一想起表格上那些令人永远也搞不明白的统计项目,文质彬的脑子里好像钻进了无数的虫子,疼得难以忍受,甚至有一种想吐的感觉。文质彬赶忙赔着笑脸说:“谁说不想去了,逗着你玩呢,你就当真了!我难道不想凉快一会儿吗?走,栾叔叔,前边走,带领我们去。”

“得开车去,有些远,四五里地呢,走路的话,去了也就热死了。”老栾说。

“那……”

“没事儿,我家离这儿很近,我马上去开车,你们就在那个路口等着,几分钟后我就开着车过来了!”老栾指着前边不远处的一个路口说。

“那好,你去开车吧,可快点。”文质彬说。

“大哥,我再约上个姐们儿,可以吧?”彭老师问。

“哪儿的姐们儿?”栾志军问道。

“我们学校的老师,同事!”

“是女老师吗?”

“当然是女老师了,要不能叫姐们儿吗?”

“非常欢迎,叫两个也可以,咱的车一共五个座儿。”

“好嘞——”说完,彭老师掏出手机,开始打电话。电话立即打通了,彭老师兴奋地说:“玉新,你在哪儿?……丽娟你们在一起吗?有个事同你说一声……你和丽娟赶紧过来,有个好玩的地方呢……这么热的天,咱们去好好耍一会儿……你们让他先回家歇着去……没事,谁都不要告诉,怕什么,高书记怎么会知道?……关键是不能让叶主任知道,他可是个小人,要是他知道了,不但会立即向高书记告密,没准还会把这事捅到校长和教育局呢……谁说出去了谁是牲口……他告密?小样儿,他要是敢告密,看我不撕烂他的嘴,他绝对不敢,他一个死书呆子,借给他点儿胆儿他也不敢,你们放一百个心……到村中心大槐树那碰头儿吧!就这样吧,快点,不见不散!”

几分钟后,老栾开着他那辆大海大众行驶了过来,停在了文质彬和彭老师旁边。上车后,彭老师说:“我已经给我两个姐们打了电话,说好在村中心大槐树下碰头儿,如果去了她们还没到,咱就等一会儿。

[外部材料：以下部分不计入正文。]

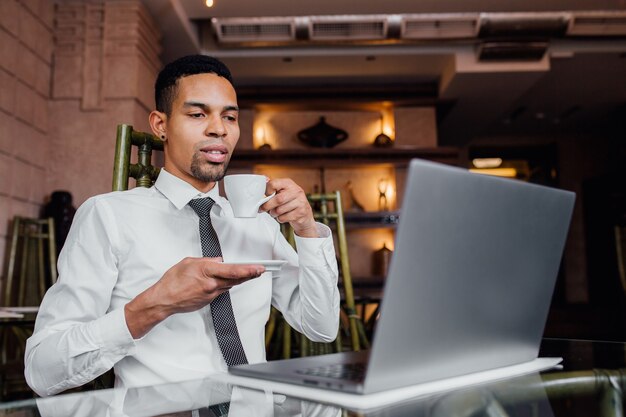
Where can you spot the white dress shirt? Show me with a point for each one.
(121, 243)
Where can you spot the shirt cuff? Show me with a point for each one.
(316, 251)
(112, 333)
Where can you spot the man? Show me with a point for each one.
(134, 291)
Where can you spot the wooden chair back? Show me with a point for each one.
(142, 171)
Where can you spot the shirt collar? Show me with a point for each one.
(180, 192)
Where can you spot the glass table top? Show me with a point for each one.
(589, 383)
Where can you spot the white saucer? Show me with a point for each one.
(270, 265)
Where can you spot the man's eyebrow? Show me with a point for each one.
(205, 106)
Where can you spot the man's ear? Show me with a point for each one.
(158, 124)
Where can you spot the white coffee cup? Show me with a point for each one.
(246, 193)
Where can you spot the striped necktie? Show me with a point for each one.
(221, 307)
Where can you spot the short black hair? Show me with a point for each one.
(165, 86)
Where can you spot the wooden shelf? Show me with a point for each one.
(342, 156)
(371, 219)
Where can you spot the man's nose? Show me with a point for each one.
(215, 127)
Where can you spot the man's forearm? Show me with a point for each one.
(142, 314)
(72, 355)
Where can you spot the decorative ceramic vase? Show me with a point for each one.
(322, 135)
(61, 210)
(381, 260)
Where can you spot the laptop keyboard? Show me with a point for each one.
(348, 371)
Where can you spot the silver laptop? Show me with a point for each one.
(468, 290)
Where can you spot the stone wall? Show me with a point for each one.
(106, 61)
(26, 50)
(70, 71)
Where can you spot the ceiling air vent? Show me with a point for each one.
(347, 28)
(440, 26)
(254, 29)
(598, 24)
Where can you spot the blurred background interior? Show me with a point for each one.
(534, 90)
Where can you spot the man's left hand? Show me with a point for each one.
(290, 205)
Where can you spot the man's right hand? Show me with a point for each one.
(187, 286)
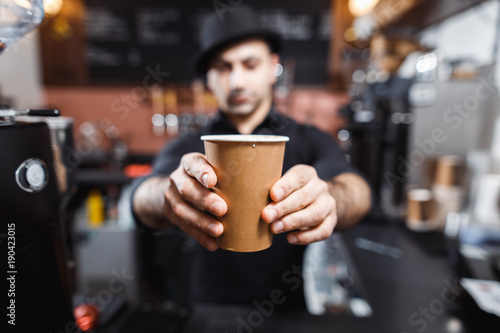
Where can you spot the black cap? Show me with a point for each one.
(222, 29)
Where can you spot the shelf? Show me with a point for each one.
(101, 177)
(420, 15)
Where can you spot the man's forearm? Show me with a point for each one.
(148, 202)
(353, 197)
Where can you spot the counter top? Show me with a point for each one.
(417, 293)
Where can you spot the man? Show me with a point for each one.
(317, 193)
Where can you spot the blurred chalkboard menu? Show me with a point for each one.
(128, 40)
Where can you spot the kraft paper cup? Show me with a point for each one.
(421, 210)
(449, 171)
(246, 166)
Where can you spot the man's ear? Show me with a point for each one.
(275, 60)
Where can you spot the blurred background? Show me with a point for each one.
(409, 89)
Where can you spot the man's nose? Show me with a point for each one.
(236, 79)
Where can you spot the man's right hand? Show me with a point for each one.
(188, 198)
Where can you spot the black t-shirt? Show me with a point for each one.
(242, 278)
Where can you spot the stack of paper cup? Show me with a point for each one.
(448, 188)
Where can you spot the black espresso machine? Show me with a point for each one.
(35, 294)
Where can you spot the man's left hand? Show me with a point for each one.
(301, 202)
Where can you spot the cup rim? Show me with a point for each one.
(245, 138)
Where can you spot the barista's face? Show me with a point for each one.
(241, 77)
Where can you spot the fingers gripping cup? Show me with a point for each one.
(246, 166)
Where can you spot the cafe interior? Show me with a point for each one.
(91, 90)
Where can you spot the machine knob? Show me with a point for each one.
(32, 175)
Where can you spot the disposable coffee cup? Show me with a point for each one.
(449, 171)
(420, 210)
(246, 166)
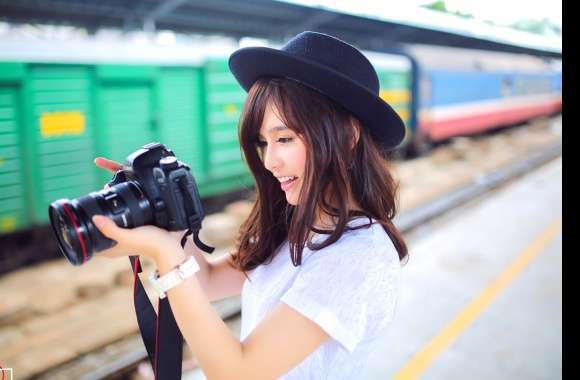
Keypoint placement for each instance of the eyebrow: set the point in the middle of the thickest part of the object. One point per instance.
(276, 128)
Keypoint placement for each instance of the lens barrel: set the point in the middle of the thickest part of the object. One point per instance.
(71, 220)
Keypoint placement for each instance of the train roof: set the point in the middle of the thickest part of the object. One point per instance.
(439, 57)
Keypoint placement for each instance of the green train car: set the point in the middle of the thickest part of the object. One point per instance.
(58, 114)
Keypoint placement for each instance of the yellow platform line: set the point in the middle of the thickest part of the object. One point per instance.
(423, 359)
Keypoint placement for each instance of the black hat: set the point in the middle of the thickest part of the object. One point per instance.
(330, 66)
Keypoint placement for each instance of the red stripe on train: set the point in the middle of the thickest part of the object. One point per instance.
(442, 129)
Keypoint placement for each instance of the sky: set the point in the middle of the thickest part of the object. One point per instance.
(501, 12)
(511, 10)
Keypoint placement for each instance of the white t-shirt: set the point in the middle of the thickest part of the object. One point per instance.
(349, 288)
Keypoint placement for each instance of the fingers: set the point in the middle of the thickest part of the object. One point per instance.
(109, 165)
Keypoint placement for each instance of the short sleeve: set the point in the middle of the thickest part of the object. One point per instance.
(349, 290)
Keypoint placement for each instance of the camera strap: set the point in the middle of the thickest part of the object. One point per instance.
(159, 331)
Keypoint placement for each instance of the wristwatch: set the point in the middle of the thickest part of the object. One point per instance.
(175, 277)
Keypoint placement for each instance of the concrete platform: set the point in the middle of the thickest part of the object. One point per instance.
(455, 320)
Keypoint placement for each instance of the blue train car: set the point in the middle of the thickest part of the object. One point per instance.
(464, 91)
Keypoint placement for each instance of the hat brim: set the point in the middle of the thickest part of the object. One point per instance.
(249, 64)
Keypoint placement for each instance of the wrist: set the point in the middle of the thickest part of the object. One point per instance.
(168, 258)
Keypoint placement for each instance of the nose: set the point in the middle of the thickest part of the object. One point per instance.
(272, 160)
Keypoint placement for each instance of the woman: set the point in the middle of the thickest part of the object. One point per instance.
(319, 249)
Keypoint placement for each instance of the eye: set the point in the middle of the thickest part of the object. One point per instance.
(283, 140)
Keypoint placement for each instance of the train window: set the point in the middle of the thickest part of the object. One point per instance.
(507, 87)
(425, 89)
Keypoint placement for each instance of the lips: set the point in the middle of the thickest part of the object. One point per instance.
(286, 185)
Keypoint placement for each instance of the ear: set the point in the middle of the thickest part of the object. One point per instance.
(356, 125)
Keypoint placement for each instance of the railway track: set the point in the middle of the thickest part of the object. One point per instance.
(121, 358)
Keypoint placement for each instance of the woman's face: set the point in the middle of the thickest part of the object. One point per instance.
(283, 153)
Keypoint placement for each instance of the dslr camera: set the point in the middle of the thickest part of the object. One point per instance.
(152, 188)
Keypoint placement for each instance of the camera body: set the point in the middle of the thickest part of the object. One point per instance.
(152, 188)
(167, 184)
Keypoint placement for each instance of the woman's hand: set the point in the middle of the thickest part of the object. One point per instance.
(148, 240)
(143, 240)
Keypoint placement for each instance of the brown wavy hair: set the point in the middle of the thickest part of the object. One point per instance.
(340, 168)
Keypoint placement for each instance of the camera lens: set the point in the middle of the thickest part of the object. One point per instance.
(71, 220)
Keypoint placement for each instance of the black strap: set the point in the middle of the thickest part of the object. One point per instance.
(161, 335)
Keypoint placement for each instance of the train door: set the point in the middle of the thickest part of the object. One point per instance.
(126, 113)
(13, 190)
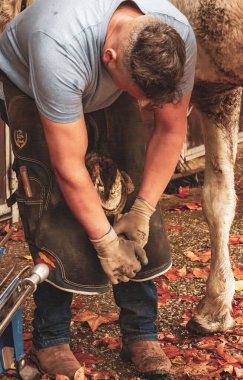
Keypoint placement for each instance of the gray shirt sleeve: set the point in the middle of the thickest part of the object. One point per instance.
(187, 81)
(56, 80)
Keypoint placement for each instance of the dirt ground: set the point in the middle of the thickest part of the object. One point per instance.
(218, 356)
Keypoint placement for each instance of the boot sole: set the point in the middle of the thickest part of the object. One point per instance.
(35, 361)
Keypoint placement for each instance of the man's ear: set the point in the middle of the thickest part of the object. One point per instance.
(109, 55)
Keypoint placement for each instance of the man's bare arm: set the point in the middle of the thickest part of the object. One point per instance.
(164, 149)
(67, 145)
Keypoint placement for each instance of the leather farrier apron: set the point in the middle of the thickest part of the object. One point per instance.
(115, 161)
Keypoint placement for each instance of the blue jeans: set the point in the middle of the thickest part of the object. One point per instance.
(137, 300)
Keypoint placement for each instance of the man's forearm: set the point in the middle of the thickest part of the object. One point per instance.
(83, 200)
(161, 158)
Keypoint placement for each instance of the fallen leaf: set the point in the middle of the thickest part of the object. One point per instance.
(172, 351)
(27, 335)
(174, 273)
(239, 320)
(228, 358)
(196, 205)
(239, 373)
(26, 257)
(86, 358)
(201, 272)
(198, 256)
(239, 285)
(183, 192)
(101, 375)
(169, 227)
(238, 271)
(80, 374)
(109, 342)
(236, 239)
(190, 298)
(94, 320)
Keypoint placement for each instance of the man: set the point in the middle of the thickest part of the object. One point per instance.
(75, 57)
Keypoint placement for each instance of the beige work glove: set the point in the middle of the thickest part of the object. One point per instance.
(120, 258)
(135, 224)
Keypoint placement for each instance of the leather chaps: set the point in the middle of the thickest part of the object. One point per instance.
(115, 161)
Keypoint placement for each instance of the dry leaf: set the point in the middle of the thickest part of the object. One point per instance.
(236, 239)
(239, 285)
(183, 192)
(201, 272)
(169, 227)
(239, 373)
(174, 273)
(94, 320)
(198, 256)
(110, 342)
(238, 271)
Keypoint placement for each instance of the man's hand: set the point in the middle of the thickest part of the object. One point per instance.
(135, 224)
(120, 258)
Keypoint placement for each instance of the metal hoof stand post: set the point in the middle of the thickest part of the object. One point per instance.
(12, 295)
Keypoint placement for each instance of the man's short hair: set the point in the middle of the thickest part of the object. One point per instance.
(155, 56)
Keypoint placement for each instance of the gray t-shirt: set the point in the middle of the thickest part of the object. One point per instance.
(52, 52)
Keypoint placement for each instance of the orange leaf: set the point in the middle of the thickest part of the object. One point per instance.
(228, 358)
(94, 320)
(236, 239)
(174, 273)
(169, 227)
(86, 358)
(201, 272)
(239, 373)
(238, 271)
(239, 320)
(183, 192)
(110, 342)
(198, 256)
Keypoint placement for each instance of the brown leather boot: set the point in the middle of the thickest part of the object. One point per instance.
(55, 360)
(148, 358)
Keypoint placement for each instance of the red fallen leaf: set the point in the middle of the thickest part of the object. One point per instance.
(198, 256)
(18, 236)
(163, 298)
(169, 227)
(228, 358)
(27, 346)
(236, 239)
(238, 271)
(239, 358)
(174, 273)
(196, 205)
(201, 272)
(239, 372)
(101, 375)
(183, 192)
(227, 368)
(27, 335)
(94, 320)
(77, 303)
(189, 298)
(239, 320)
(86, 358)
(172, 351)
(186, 316)
(110, 342)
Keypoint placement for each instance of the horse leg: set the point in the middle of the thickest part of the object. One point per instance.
(221, 120)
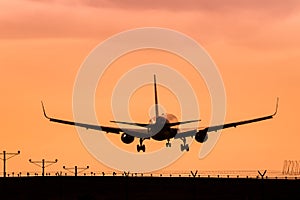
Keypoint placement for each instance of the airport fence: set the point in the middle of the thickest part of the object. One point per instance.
(251, 174)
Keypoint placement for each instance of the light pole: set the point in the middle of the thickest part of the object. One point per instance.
(10, 155)
(42, 164)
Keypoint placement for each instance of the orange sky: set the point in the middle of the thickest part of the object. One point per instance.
(255, 45)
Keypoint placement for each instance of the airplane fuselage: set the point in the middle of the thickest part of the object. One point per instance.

”

“好的,到大槐树底下。”栾志军一边愉快地答应着,驾驶着车向前开去。

车刚到大槐树底下,只见两个女老师汗流满面地向这里赶来。彭老师点开车窗,一边向她们招手,一边压低声音喊道:“在这儿呢,快过来……”

老栾下了车,打开车后门,对两个女老师说:“赶紧进去吧,开着空调呢,很凉快。”

两个女老师嘻嘻哈哈地进了车。老栾随即将车门“嘭”地一声推上了。

很快,轿车驶出清水湾村,紧接着又将掩映在杨柳丛中的清水湾甩到了后面,前面,迎接大家的是片一望无垠的草地,像草原一样广阔,草长得非常茂盛,像一片绿色的波浪,自西北向东南铺展开来。

“哇噻,太棒了!”几个女老师不由兴奋地喊叫起来。

“如果骑上一匹骏马,在这片草地上自由地驰骋,那该多爽!”文质彬也不由大发感慨。

“文老师,赶紧做首诗,赞美一下这里的景色。”刘丽娟老师说。

文质彬不会做诗,只好搪塞道:“这么美的景色,语言的力量太无力,太苍白了,还是等着让牟玉新老师画一幅水彩画吧,这么美的景色,只能用绘画来表现。”文质彬说。

……

说话间,轿车行驶到一座山前,路随着山势上升,转眼间就到了半山腰中,路是从山岩峭壁中开凿出来的,头顶上是嶙峋的巨石,似乎随时会坠落而下,那样的话,车和人都会被砸扁;而向下看,则是十数丈高的悬崖,在悬崖下面,则出现碧绿的湖水。

“到清水湖了吗?”一个女老师问道。

“嗯,已经进入清水湖的湖区,看到湖水了吧,但距离咱们要去的中心地带还有一截儿,那儿的水才宽阔呢。快了,一会儿就到!”老栾紧握着方向盘,头也不回地说。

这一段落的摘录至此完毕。